Oklahoma Baptist University

Trip to Sherwood Forrest Theme of OBU Children's Theatre

Oklahoma Baptist University's theatre department's newest production adds a twist to the Robin Hood legend to show that even storybook heroes have life lessons to learn. OBU's Theatre for Young People will present "The Somewhat True Tale of Robin Hood" by Mary Lynn Dobson, Feb. 22, 23, March 1, and 2 at 7:30 p.m., in Sarkeys Theatre on the OBU campus.

The play is designed for young audiences and will host more than 2,000 area grade-schoolers during special afternoon performances.

The play employs modern elements to change the once-simple legend into a hysterical trip through Sherwood Forest with surprises at every turn, said director Laura S. Byland, director of theatre at OBU. The children's play was written in 1999.

OBU students created the visual elements of the production with children in mind, imaginative scenery, colorful lighting and medieval costuming. The cast also uses a variety of English accents for the production.

Senior Michael Clack from Moore is Robin Hood; freshman Sonia Justl from Arlington, Texas, is Lady Marian; senior Brandon Rister Roye from Jenks is Prince John; senior Zack Hudson from Jenks is Sheriff of Nottingham; and freshman Will Ledesma from Wellington, Kan., is Town's Guy.

Freshman Andra Dunn from Garber is Lady in Waiting; junior Josh Cain from Muskegon, Mich., is Friar Tuck; freshman Rex Daugherty from Oklahoma City is Will Scarlet; junior Lucas Roeschley from Friso, Texas, is Little John; and sophomore Christy Hall from Shattuck is Ellen Adale.

The scenic design was created by Tana Fleming, senior from Bixby; the lighting design was created by Roye; the sound design was created by Clack; and the costume design was created by Shaunacy McHenry, senior from Gainsville, Fla.

Other crew included makeup designer Josh Peterson; stage manager Cheryl Sartain, junior from Tyler, Texas; assistant stage manager Kelli Kiser, senior from Edmond; and property manager Rose Bacorn, sophomore from Wright City.

This production also marks the 10-year anniversary of OBU's Theatre for Young People annual program. The first production was "Brer Rabbit Tales" by Stanley Vincent Longman in 1993.

About 20,000 children and adults have attended the theatre for young audiences over the past10 years. Local elementary schools and regional ones as far away as Prague, Varnum and Norman have traveled to OBU for the event.

"The idea is well-established now at the university," Byland said. "And the community has come to expect it and enjoy it."

Byland founded the program in 1993. The group produces plays to engage kindergarten through sixth graders in the art of live theatre. Plays are chosen for the values in their themes, including honesty, integrity, and preparing young people to recognize the good and evil of the world.

"It's neat to think that current students OBU from the area probably came to the show at some time when they were children," she said.

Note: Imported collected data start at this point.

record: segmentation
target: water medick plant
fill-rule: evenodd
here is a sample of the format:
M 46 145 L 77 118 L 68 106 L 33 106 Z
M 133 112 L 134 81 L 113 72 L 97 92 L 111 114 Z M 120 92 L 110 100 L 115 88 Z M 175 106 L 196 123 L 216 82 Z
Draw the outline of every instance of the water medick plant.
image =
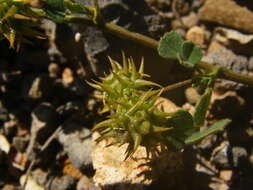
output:
M 100 78 L 99 82 L 88 82 L 90 86 L 101 91 L 101 95 L 97 96 L 103 102 L 104 108 L 101 112 L 109 112 L 108 119 L 93 128 L 100 132 L 98 141 L 110 138 L 110 145 L 128 143 L 128 158 L 139 145 L 144 146 L 149 155 L 158 145 L 165 145 L 173 150 L 181 149 L 184 145 L 210 134 L 210 128 L 209 131 L 198 132 L 198 126 L 203 125 L 210 102 L 210 88 L 198 103 L 194 116 L 183 109 L 166 113 L 158 109 L 160 95 L 164 91 L 189 84 L 192 80 L 162 88 L 144 79 L 148 75 L 144 73 L 143 59 L 139 69 L 132 58 L 127 59 L 124 55 L 122 65 L 111 58 L 109 60 L 111 72 Z M 211 126 L 212 132 L 229 122 L 230 120 L 222 120 L 216 123 Z
M 102 112 L 108 113 L 107 119 L 94 127 L 101 134 L 98 140 L 110 137 L 113 139 L 112 144 L 128 143 L 127 158 L 139 145 L 145 146 L 148 152 L 159 143 L 181 149 L 222 130 L 230 122 L 223 119 L 200 131 L 215 79 L 225 78 L 253 85 L 253 77 L 203 62 L 202 50 L 192 42 L 184 41 L 175 32 L 166 33 L 160 41 L 156 41 L 106 23 L 98 2 L 92 2 L 93 6 L 86 6 L 74 0 L 0 0 L 0 40 L 5 38 L 10 48 L 20 49 L 22 43 L 31 43 L 30 39 L 34 37 L 44 38 L 38 30 L 42 19 L 96 26 L 104 32 L 158 50 L 161 57 L 176 59 L 195 73 L 187 81 L 161 87 L 146 79 L 148 76 L 144 73 L 144 61 L 137 69 L 131 58 L 123 56 L 122 64 L 110 59 L 111 72 L 100 81 L 88 82 L 101 91 L 98 98 L 103 101 Z M 158 109 L 157 100 L 163 92 L 186 84 L 192 84 L 203 92 L 193 115 L 182 109 L 172 113 Z

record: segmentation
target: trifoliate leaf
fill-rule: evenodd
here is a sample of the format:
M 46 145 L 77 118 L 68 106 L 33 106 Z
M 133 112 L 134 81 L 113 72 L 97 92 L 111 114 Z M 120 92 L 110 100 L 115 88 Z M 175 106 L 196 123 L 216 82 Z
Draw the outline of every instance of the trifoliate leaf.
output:
M 163 58 L 177 59 L 183 40 L 176 32 L 166 33 L 159 41 L 158 53 Z
M 210 127 L 208 127 L 206 130 L 197 132 L 189 136 L 187 139 L 185 139 L 185 144 L 192 144 L 196 141 L 199 141 L 203 139 L 204 137 L 216 133 L 218 131 L 222 131 L 229 123 L 231 122 L 230 119 L 223 119 L 220 121 L 217 121 Z
M 194 67 L 202 58 L 201 49 L 192 42 L 184 42 L 180 49 L 181 63 L 186 67 Z

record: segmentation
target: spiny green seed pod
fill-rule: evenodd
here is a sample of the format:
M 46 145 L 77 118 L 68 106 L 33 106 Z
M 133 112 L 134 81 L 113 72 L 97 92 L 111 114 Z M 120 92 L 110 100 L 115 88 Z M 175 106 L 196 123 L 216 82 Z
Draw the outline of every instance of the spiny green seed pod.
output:
M 165 134 L 171 130 L 167 117 L 170 114 L 157 109 L 157 99 L 162 90 L 153 90 L 160 85 L 144 80 L 144 61 L 136 69 L 132 58 L 123 55 L 123 65 L 109 58 L 112 71 L 101 78 L 101 82 L 88 84 L 102 92 L 102 112 L 110 112 L 108 119 L 98 123 L 93 130 L 98 130 L 101 137 L 112 138 L 112 144 L 128 143 L 126 158 L 132 155 L 139 145 L 147 150 L 165 141 Z

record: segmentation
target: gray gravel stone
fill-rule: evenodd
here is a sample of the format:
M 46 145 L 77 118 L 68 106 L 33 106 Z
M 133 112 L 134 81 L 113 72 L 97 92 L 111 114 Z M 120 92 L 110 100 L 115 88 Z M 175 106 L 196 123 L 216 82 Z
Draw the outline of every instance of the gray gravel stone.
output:
M 216 166 L 218 166 L 218 168 L 223 169 L 229 168 L 230 167 L 228 158 L 229 150 L 230 150 L 229 142 L 228 141 L 222 142 L 220 146 L 218 146 L 213 150 L 211 161 L 215 163 Z
M 231 71 L 241 74 L 247 74 L 248 70 L 248 59 L 242 55 L 236 55 L 231 50 L 222 48 L 218 51 L 211 52 L 203 58 L 210 64 L 226 67 Z M 231 89 L 238 90 L 243 87 L 240 83 L 235 83 L 227 80 L 219 80 L 216 83 L 216 88 L 218 89 Z
M 45 186 L 48 180 L 48 173 L 38 168 L 32 172 L 33 179 L 41 186 Z
M 233 155 L 234 167 L 239 167 L 243 163 L 243 161 L 247 160 L 247 157 L 248 157 L 248 153 L 246 149 L 243 147 L 233 147 L 232 155 Z
M 91 131 L 78 121 L 68 120 L 58 134 L 70 161 L 75 168 L 86 168 L 91 165 Z
M 51 184 L 49 184 L 49 190 L 69 190 L 73 189 L 75 184 L 75 179 L 71 176 L 62 176 L 56 177 L 52 180 Z
M 78 181 L 76 190 L 101 190 L 100 187 L 95 186 L 93 181 L 86 176 L 81 177 Z

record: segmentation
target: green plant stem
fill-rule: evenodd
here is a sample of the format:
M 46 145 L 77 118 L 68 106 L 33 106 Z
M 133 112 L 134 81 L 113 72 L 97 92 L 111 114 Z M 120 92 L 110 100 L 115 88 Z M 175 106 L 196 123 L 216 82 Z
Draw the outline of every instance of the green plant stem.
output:
M 137 42 L 141 45 L 144 45 L 146 47 L 152 48 L 152 49 L 157 49 L 158 47 L 158 41 L 149 38 L 147 36 L 144 36 L 142 34 L 136 33 L 136 32 L 130 32 L 126 30 L 123 27 L 117 26 L 115 24 L 110 24 L 107 23 L 104 25 L 104 31 L 109 32 L 115 36 L 118 36 L 120 38 L 128 39 L 133 42 Z
M 188 80 L 184 80 L 184 81 L 181 81 L 181 82 L 177 82 L 177 83 L 174 83 L 174 84 L 170 84 L 168 86 L 165 86 L 159 90 L 156 90 L 156 92 L 158 93 L 164 93 L 164 92 L 168 92 L 168 91 L 171 91 L 171 90 L 174 90 L 174 89 L 177 89 L 177 88 L 180 88 L 180 87 L 183 87 L 183 86 L 186 86 L 186 85 L 189 85 L 193 82 L 192 79 L 188 79 Z M 162 90 L 162 91 L 161 91 Z
M 175 84 L 168 85 L 168 86 L 163 88 L 163 92 L 171 91 L 171 90 L 174 90 L 176 88 L 180 88 L 180 87 L 189 85 L 192 82 L 193 82 L 192 79 L 188 79 L 188 80 L 184 80 L 184 81 L 181 81 L 181 82 L 177 82 Z
M 231 80 L 234 82 L 244 83 L 244 84 L 248 84 L 250 86 L 253 86 L 253 77 L 252 76 L 238 74 L 238 73 L 230 71 L 229 69 L 227 69 L 225 67 L 211 65 L 211 64 L 203 62 L 203 61 L 199 62 L 197 64 L 197 67 L 204 69 L 206 71 L 210 71 L 210 72 L 214 71 L 215 69 L 217 69 L 219 67 L 220 68 L 220 71 L 218 74 L 219 78 L 223 78 L 223 79 Z
M 85 23 L 85 24 L 88 24 L 91 26 L 97 26 L 95 23 L 93 23 L 87 17 L 81 17 L 81 16 L 67 16 L 66 21 L 76 22 L 79 24 Z M 157 50 L 157 48 L 158 48 L 158 44 L 159 44 L 158 41 L 156 41 L 150 37 L 147 37 L 145 35 L 139 34 L 139 33 L 130 32 L 130 31 L 126 30 L 125 28 L 117 26 L 115 24 L 105 23 L 104 25 L 102 25 L 102 26 L 99 25 L 98 27 L 100 27 L 105 32 L 109 32 L 115 36 L 133 41 L 135 43 L 144 45 L 144 46 L 152 48 L 154 50 Z M 200 69 L 204 69 L 207 71 L 213 71 L 217 68 L 217 66 L 208 64 L 203 61 L 199 62 L 196 66 Z M 242 74 L 237 74 L 235 72 L 229 71 L 225 67 L 221 67 L 221 71 L 220 71 L 220 74 L 218 77 L 253 86 L 253 77 L 247 76 L 247 75 L 242 75 Z

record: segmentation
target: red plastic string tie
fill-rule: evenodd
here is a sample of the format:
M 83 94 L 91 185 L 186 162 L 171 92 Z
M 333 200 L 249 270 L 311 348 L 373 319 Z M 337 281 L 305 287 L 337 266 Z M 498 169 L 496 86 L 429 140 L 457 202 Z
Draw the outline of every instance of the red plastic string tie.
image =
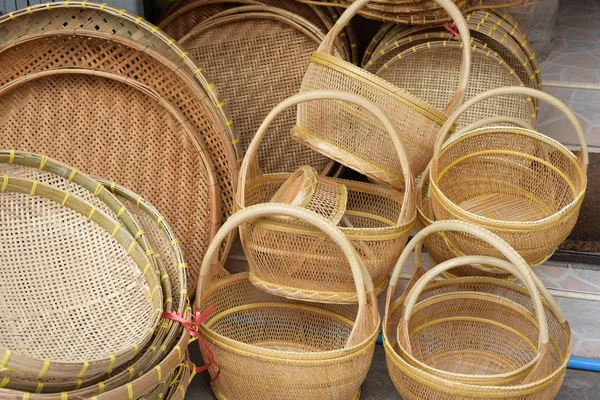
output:
M 446 28 L 448 32 L 460 39 L 460 33 L 458 33 L 458 30 L 456 28 L 456 22 L 453 22 L 451 24 L 444 24 L 444 28 Z

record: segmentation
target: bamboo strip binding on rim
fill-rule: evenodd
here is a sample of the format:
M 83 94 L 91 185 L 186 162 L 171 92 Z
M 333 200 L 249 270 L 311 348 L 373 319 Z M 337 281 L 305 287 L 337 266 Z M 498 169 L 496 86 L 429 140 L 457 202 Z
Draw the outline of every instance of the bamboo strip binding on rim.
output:
M 541 133 L 521 128 L 481 128 L 443 146 L 450 124 L 461 113 L 480 101 L 507 94 L 538 97 L 564 113 L 581 141 L 578 156 Z M 486 227 L 530 265 L 543 262 L 571 232 L 585 195 L 589 156 L 577 117 L 551 95 L 508 87 L 470 99 L 448 121 L 438 137 L 429 178 L 436 219 L 461 219 Z M 499 256 L 460 234 L 447 238 L 458 254 L 477 249 L 482 255 Z
M 374 104 L 360 96 L 327 91 L 301 93 L 280 103 L 263 121 L 242 163 L 239 208 L 269 201 L 289 178 L 288 174 L 265 175 L 260 169 L 256 154 L 269 125 L 289 107 L 321 101 L 360 107 L 365 114 L 379 121 L 391 138 L 402 165 L 406 185 L 403 192 L 368 183 L 321 178 L 346 186 L 348 201 L 341 230 L 363 258 L 379 292 L 408 239 L 416 210 L 414 179 L 407 152 L 390 120 Z M 252 282 L 261 289 L 296 299 L 334 303 L 356 301 L 344 255 L 321 232 L 289 220 L 251 221 L 245 223 L 240 232 Z
M 333 43 L 341 29 L 369 0 L 352 4 L 327 34 L 302 83 L 302 91 L 336 90 L 354 93 L 373 102 L 394 123 L 407 147 L 415 175 L 425 170 L 433 154 L 439 127 L 463 102 L 471 69 L 469 29 L 460 10 L 449 0 L 439 4 L 455 19 L 461 35 L 463 59 L 458 88 L 444 112 L 433 108 L 401 88 L 333 55 Z M 338 102 L 312 102 L 298 110 L 298 125 L 304 135 L 296 139 L 341 164 L 396 188 L 403 185 L 401 167 L 389 136 L 380 124 L 358 107 Z
M 305 303 L 273 296 L 252 286 L 248 274 L 212 280 L 211 264 L 218 263 L 216 250 L 228 230 L 273 215 L 303 220 L 342 248 L 356 282 L 358 305 Z M 215 308 L 200 333 L 218 360 L 209 371 L 222 396 L 299 400 L 352 398 L 359 391 L 379 330 L 377 299 L 352 245 L 323 217 L 283 204 L 246 208 L 217 233 L 200 275 L 196 301 L 203 309 Z M 259 318 L 267 325 L 244 323 L 248 318 Z M 299 329 L 304 333 L 298 335 Z M 290 378 L 282 378 L 282 374 Z
M 69 192 L 8 174 L 4 174 L 1 188 L 6 210 L 2 214 L 3 249 L 10 256 L 2 264 L 13 273 L 20 271 L 18 282 L 23 276 L 30 278 L 29 285 L 23 286 L 6 275 L 2 292 L 8 315 L 3 318 L 14 318 L 11 312 L 20 302 L 21 319 L 27 311 L 38 312 L 33 319 L 45 332 L 34 329 L 30 321 L 21 321 L 25 325 L 17 329 L 17 341 L 4 332 L 1 366 L 39 378 L 88 377 L 110 372 L 133 358 L 150 341 L 163 312 L 160 283 L 135 239 L 121 224 Z M 35 213 L 31 213 L 33 209 Z M 40 256 L 46 260 L 44 281 L 57 280 L 69 290 L 67 300 L 71 301 L 66 309 L 60 291 L 57 299 L 55 287 L 36 286 L 39 273 L 27 275 L 39 268 Z M 85 273 L 81 268 L 86 268 Z M 90 285 L 94 281 L 96 284 Z M 106 287 L 115 292 L 107 295 Z M 31 297 L 37 298 L 33 304 Z M 103 314 L 113 307 L 110 316 Z M 39 309 L 62 312 L 39 315 Z M 111 318 L 114 324 L 107 323 Z M 123 325 L 132 329 L 123 331 Z M 90 331 L 96 333 L 95 341 L 89 337 Z M 26 341 L 24 332 L 33 338 Z M 67 332 L 71 339 L 65 343 L 62 339 Z

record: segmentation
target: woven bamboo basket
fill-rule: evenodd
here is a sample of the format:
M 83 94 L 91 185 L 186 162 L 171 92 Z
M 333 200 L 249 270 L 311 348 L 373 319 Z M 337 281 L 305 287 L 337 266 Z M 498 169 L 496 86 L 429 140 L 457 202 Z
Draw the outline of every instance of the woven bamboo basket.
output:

Other OBU plays for young people have included: "Zinc: The Myth, The Legend, the Zebra" in 2001, "Brer Rabbit Tales" in 2000, "The Velveteen Rabbit" in 1999, "Bamboozled" in 1998, "The Arkansaw Bear" in 1997, "Professor Filarsky's Miraculous Invention" in 1996, "The Wind in the Willows" in 1995, and "The Nightingale" and "The Emperor's New Clothes" in 1994.

"The children's theatre aspect has certainly enhanced the theatre program," Byland said. "We've had graduates go on in commercial children's theatre because they were exposed to it here.

"I love it. It's fun. It's what I look forward to every year."